Much further along in the chipmaking process, at the point when all lithographic patterning has been finished, the IC manufacturer must face the problem of chip defects. Specks of dust, resist flaws, or other imperfections in the lithographic patterning can cause particular chip elements to be inoperable. For some chips, this is not an uncommon outcome. For example, a dynamic random-access memory (DRAM) chip having many millions of memory elements may wind up having more than one nonfunctioning element.

Makers of DRAMs have sidestepped this problem by designing extra rows, columns, or blocks of memory elements into their chips. They also include a decoder circuit on the chip containing links that can be severed to reprogram the circuit. This reprogramming not only deactivates the nonfunctioning memory elements, but also activates additional functional memory elements, thus repairing the chip. The links are typically severed using pulses of focused near-infrared light emitted by solid-state lasers.

Historically, such links were made of poly-Si and were severed by Nd:YAG lasers emitting at 1.064 µm. Software models developed to model the interaction of laser light with poly-Si produced results that at least partially matched with reality. But memory chips grew in size, and the techniques used to manufacture DRAMs of 64-Mbit capacity and larger required a change in link material from poly-Si to metal, a material not well-suited for processing with 1.064-µm light. The existing software models could give no guidance on how to improve the process, according to Ed Swenson, vice president of research and development at Electro Scientific Industries Inc. (ESI; Portland, OR), a maker of laser-based link-processing equipment. As a result, ESI scientists had to develop their own model.

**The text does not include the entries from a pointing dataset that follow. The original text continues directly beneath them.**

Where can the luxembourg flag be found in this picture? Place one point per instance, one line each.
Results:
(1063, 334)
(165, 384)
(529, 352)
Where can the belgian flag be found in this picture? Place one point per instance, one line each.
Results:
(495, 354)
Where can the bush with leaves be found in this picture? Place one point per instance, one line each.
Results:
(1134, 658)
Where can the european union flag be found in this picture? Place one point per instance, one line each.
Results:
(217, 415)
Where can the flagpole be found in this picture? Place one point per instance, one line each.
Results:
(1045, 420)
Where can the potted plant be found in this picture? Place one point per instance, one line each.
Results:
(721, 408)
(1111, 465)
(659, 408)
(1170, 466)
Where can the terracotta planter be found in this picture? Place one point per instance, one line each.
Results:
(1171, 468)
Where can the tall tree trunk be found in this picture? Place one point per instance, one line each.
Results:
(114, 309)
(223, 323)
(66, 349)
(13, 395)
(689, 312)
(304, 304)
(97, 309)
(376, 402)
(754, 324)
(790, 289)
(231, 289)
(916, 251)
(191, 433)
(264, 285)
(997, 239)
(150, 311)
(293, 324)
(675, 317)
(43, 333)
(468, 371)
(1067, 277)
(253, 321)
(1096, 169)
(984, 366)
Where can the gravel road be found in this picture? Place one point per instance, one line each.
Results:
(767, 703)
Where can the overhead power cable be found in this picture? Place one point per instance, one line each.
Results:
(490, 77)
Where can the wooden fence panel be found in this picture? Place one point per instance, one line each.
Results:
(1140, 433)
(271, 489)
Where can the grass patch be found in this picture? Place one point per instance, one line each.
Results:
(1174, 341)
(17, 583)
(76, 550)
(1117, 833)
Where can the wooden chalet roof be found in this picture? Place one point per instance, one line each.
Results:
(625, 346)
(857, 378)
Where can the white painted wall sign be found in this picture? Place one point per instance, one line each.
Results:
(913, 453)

The structure around a link consists of an upper transparent dielectric layer, the link itself, a lower transparent dielectric layer, and the Si substrate. The dielectrics can be single- or multilayer. The link is typically 0.8-2 µm wide and 0.5-1.5 µm thick, with a pitch dimension of 2.5-5 µm. The focused laser spot must be sized to sever a single link without damaging those on either side. Below a certain threshold energy, the laser pulse will not cut the link; above another higher threshold energy, the pulse will not only sever the link, but will also cause damage to the Si substrate, as well as other adverse effects. One result of a good software model is the accurate determination of these two thresholds and thus the safe operating window.

The model developed at ESI aids its users in three ways. First, it calculates the optimum thickness of the dielectric layers. Due to optical interference, the portion of light absorbed by the link in certain link structures can vary by a factor of two as a function of upper dielectric thickness and by more than a factor of four as a function of lower dielectric thickness; the intent of the optimization is to maximize the portion of light absorbed by the link and minimize the portion absorbed by the Si substrate. Second, the model provides thermal and stress analysis of the link and surroundings as it is severed by the laser pulse. Finally, it offers a way to optimize laser parameters.

Wavelength effects come to the fore

Optimizing laser parameters became very important to ESI, according to Yunlong Sun, senior scientist and the developer of the new software model. When laser wavelength was varied, the model predicted that the use of wavelengths near 1.3 µm could raise the silicon damage threshold by a factor of two and higher, depending on the details of structure (which include dopant levels in the Si substrate). The cause of this increase was shown to be the much-higher optical transmission of Si at wavelengths longer than 1.2 µm, a result of the material's bandgap structure. The model also predicted that switching to 1.3-µm light would have little effect on the processing of the link itself, as the light absorption of most metals does not vary much in the 1-2-µm range.